Now, if you apply that principle here, Austrust became a trustee, and Austrust, subsequently, settled a transaction that the private trust was involved with. By becoming a trustee, Austrust placed itself in a situation, the same type of situation as is referred to by Sir Anthony Mason in March v Stramare. He put himself in a situation where, because Austrust was the trustee, they were the person who could be sued. But that was not a cause of the loss that arose. The loss that arose arose solely out of the failure of the solicitor to advise that liability should be limited. So, I would say, with respect, that there is an initial question of causation which must be decided in my favour, and there are the additional issues that I have pointed to in relation to the issue of the same damage.

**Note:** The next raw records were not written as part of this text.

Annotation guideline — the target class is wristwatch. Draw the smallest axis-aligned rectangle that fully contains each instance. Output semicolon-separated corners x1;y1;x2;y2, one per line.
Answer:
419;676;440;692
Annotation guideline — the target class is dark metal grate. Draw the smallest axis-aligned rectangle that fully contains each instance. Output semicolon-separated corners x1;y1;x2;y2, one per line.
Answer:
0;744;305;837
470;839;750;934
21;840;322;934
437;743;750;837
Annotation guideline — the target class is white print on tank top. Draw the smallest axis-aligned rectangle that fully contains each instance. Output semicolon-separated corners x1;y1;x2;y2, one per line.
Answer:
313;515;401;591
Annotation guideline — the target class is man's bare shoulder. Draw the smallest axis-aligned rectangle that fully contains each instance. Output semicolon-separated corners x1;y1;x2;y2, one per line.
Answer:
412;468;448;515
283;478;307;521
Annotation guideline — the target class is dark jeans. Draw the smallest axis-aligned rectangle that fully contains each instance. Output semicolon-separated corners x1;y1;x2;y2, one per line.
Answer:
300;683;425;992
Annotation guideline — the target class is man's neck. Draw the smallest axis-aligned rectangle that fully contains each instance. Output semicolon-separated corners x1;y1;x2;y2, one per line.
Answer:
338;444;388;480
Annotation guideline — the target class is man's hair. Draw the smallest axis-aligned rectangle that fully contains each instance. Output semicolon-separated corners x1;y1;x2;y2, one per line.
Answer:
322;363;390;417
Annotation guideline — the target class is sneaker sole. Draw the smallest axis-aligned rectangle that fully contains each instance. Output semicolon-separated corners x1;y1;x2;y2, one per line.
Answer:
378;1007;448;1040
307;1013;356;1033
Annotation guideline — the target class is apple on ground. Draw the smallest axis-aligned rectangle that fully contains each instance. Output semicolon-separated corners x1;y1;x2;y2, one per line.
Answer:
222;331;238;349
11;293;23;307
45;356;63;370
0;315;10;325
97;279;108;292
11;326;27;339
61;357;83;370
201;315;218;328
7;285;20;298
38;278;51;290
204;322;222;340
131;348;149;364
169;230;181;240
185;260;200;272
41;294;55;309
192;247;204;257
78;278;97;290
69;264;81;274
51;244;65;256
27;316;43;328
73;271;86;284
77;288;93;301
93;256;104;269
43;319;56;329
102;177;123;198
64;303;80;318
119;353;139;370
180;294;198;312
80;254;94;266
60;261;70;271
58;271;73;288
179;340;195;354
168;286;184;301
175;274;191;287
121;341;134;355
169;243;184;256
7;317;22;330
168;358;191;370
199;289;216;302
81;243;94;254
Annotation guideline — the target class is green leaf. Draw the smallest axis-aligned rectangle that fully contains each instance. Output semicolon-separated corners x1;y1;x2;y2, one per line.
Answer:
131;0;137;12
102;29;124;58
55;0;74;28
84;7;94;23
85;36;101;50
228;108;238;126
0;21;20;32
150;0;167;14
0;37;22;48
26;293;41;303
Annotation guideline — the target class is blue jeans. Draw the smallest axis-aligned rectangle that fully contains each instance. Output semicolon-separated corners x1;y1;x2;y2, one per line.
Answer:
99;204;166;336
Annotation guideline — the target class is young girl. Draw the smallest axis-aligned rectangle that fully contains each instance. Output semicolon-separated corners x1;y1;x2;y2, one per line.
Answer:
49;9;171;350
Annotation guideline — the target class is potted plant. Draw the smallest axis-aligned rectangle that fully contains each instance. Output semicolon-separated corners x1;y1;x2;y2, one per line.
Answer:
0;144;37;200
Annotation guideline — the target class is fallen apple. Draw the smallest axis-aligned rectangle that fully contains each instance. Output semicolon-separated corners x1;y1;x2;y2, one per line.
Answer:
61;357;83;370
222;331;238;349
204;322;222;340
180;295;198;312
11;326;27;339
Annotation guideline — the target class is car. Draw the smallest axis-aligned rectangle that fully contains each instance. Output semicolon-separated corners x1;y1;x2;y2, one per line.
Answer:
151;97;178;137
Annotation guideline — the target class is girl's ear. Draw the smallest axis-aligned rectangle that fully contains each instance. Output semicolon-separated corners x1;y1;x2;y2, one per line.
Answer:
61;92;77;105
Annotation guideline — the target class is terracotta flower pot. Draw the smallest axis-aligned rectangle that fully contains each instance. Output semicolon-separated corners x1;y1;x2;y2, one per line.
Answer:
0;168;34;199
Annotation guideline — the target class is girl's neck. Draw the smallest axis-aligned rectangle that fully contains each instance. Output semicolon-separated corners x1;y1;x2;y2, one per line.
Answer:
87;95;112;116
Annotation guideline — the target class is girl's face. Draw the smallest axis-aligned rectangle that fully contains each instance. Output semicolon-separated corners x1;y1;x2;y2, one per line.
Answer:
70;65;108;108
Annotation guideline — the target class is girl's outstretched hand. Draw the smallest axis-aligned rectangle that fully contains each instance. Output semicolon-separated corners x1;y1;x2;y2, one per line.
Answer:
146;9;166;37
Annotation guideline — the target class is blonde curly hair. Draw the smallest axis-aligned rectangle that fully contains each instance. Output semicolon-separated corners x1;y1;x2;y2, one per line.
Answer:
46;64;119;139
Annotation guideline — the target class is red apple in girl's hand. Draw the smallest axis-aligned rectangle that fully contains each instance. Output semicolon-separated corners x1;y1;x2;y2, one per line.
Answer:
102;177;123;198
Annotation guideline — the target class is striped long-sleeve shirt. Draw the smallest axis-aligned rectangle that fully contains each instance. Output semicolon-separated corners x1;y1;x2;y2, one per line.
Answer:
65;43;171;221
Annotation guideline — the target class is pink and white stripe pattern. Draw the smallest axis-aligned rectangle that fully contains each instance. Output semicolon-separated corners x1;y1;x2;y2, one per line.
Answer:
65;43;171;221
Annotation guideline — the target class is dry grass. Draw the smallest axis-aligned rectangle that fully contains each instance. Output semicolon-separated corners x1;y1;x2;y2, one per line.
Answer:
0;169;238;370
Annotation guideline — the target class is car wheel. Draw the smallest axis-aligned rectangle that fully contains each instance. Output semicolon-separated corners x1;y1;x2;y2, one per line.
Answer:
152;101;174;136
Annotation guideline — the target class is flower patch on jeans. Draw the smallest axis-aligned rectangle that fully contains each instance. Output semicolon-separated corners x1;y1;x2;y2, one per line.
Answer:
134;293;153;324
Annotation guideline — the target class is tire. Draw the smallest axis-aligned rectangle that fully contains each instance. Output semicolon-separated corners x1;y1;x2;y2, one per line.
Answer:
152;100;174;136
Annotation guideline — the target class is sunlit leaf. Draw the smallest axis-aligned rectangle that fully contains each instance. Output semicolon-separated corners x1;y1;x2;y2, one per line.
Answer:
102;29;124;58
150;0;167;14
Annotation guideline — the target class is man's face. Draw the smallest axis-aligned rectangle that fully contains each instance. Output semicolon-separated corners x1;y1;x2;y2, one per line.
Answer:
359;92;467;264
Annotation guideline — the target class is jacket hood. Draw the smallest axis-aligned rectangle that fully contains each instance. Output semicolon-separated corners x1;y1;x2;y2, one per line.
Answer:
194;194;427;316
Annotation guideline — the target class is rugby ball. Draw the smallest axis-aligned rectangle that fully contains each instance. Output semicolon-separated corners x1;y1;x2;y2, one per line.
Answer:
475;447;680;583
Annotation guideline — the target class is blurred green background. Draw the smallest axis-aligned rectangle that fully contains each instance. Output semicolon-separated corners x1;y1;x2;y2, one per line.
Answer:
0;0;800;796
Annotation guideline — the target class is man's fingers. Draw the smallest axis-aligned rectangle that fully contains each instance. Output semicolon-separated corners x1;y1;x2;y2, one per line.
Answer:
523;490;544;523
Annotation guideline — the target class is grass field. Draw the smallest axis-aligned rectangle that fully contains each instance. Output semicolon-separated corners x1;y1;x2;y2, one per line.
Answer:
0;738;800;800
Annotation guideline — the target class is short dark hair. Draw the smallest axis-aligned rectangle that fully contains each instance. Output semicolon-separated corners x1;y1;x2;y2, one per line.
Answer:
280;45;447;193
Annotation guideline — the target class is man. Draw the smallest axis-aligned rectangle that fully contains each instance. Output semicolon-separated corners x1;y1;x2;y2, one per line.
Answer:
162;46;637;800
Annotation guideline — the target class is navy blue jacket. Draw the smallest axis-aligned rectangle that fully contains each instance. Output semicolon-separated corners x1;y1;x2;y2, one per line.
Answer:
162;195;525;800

When one goes to the other major point in the case, that is, the question of fault, we would wish to say - if I can just turn the page - that the definition of "fault" in the legislation - it is at page 45 of the application book. Now, the definition of "fault" is limited to:
negligence, breach of statutory duty or other act or omission which gives rise to a liability in tort or would, apart from this Act, give rise to a defence of contributory negligence.
The first point, we say, is that no breach of duty to the beneficiaries would come within the ambit of those phrases. The words are taken from the common law side of the court. Each and every one of them has a precise meaning at common law. In addition, you have the word "tort", you have the word "damages", well known to the common law, and not known in equity, according to the text book by Mr Justice Meagher, your Honour Justice Gummow and Mr Lehane. The opening chapter of that points out that these concepts are simply not known to equity.
TOOHEY J: Mr McAlary, I think your time is up.
MR McALARY: Thank you. If the Court pleases.
TOOHEY J: There will be a grant of special leave to appeal in this matter.
MR BENNETT: If the Court pleases.
KIRBY J: You will not forget the application of the statute, Mr McAlary.